Damien dropped the multi-tool, the heft of it slapping the gravel with a rough thunk. It sparkled in the waning light of dusk, it’s diamond cut ridges reflecting onto the device it laid beside
He had been painted in pinks and purples as we worked, but the sky continued to fade and the light couldn’t reach into his skin any longer. His thin blond hair went flat and gray in the dark, and his flesh, normally peppered with amber freckles that made me want to smell it, taste its spice, now took on the mottled simplicity of quarry stone.
I watched his fingers work.
“You ready for this, Pickle?”
His voice sliced through me like a hot knife. The beam from his heavy MagLight danced across my face, blinding me for a second before he lowered it again.
His torch blue eyes held me. Like a candle holds a flame, every muscle in my body worked to keep me from flickering.
I stepped toward him and opened my hand for it.
“I am.”
My voice was like a trumpet against the woods, and he slid the device into my grip. My heart raced as his fingers tightened around mine, his body moving closer. A breath caught in my lungs as the vague citrus hint of his cologne mingled with the acrid scent of his sweat.
“Good girl.”
I waited for him to let go, but instead, he pulled me closer. I could taste the cola we’d shared on the drive, still sweet and thick on my tongue, and wondered if it would taste different on his. The ruddy fullness of his lips made me tighten my grip on the black box, as it fell to my side.
His fingers rose to the back of his neck, unfastening the thick chain that sat there, a tiny vendor key hanging just between his collarbones on his slender but toned chest. When they came around my own neck, refastening the clasp, my thighs pressed together involuntarily.
Touching the small round shaft of the key, I wondered if he’d felt my heart racing beneath my breasts. If my unsteady breath was obvious. If I would collapse from the weight of my want combined with the heft of the responsibility he was placing around my neck.

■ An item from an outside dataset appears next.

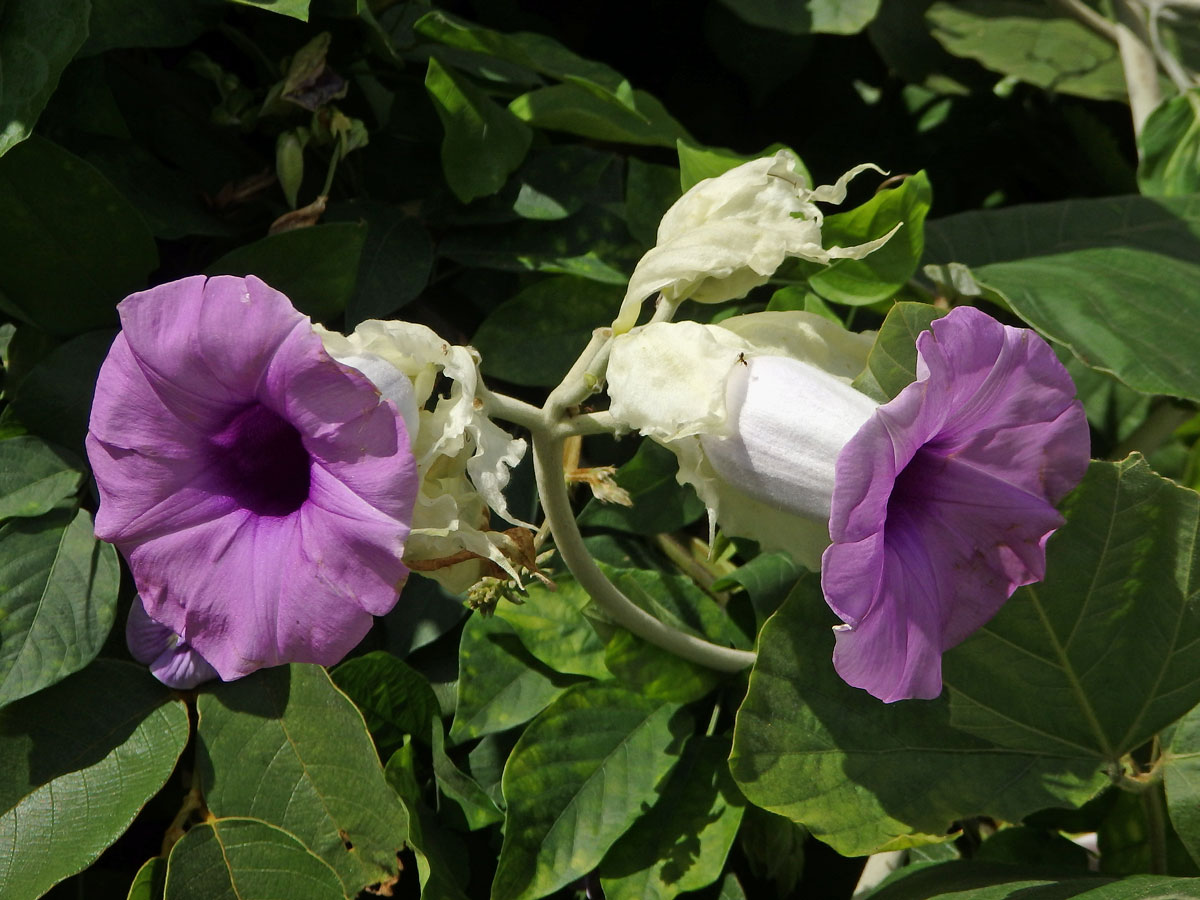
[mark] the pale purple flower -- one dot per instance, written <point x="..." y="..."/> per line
<point x="261" y="491"/>
<point x="171" y="660"/>
<point x="943" y="501"/>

His voice in my ear was just like an electric bass, strumming right through me.
“When you come back to me, I’ll give you something better.”
—
A film of smoke was the only evidence of the poison pumping out of that wretched place. He’d slid the gas mask over my face as he whispered my instructions. I knew some of the others received instructions too, but mine were different. And he wasn’t with any of them.
I felt it. When he spoke about the conspiracy, what they were doing to us, I felt the delicate wire of synchronicity between our souls. It wasn’t just physical attraction.
But I wasn’t naive. I knew his fingers dipped into the coffers of his other followers’ desires. I also knew that we all wanted him so desperately because of the melanocortins this plant pumped into the air, water and food.
As I stared up at the massive stacks, holding the device that would either change our existence forever or kill us all in one night, the doubt started to creep up my spine again.
My momma had worked in there. She loved that job.
Or so they said.
She died in her sleep. But they didn’t know I’d seen them. They didn’t know I had her diary. They didn’t know what she’d left for Damien and I to figure out.
I looked up into the trees and saw him.
His smile pushed down all the doubt. All the fear. All the hate.
It was all for him.
—
The train approached must faster than we thought it would. I thought someone might have seen me, I thought someone might try to stop it. But there was no one.
Just Damien. And me.
His mouth at my neck and his fingers between my legs.
The first explosion was beautiful. The second deafening.
Then, everything just collapsed.
Except me. And my momma’s mask.
Damien died on top of me. He made me leave on the mask.
“I know you thought it was for me, Pickle. But it was always for you. It was all for you.”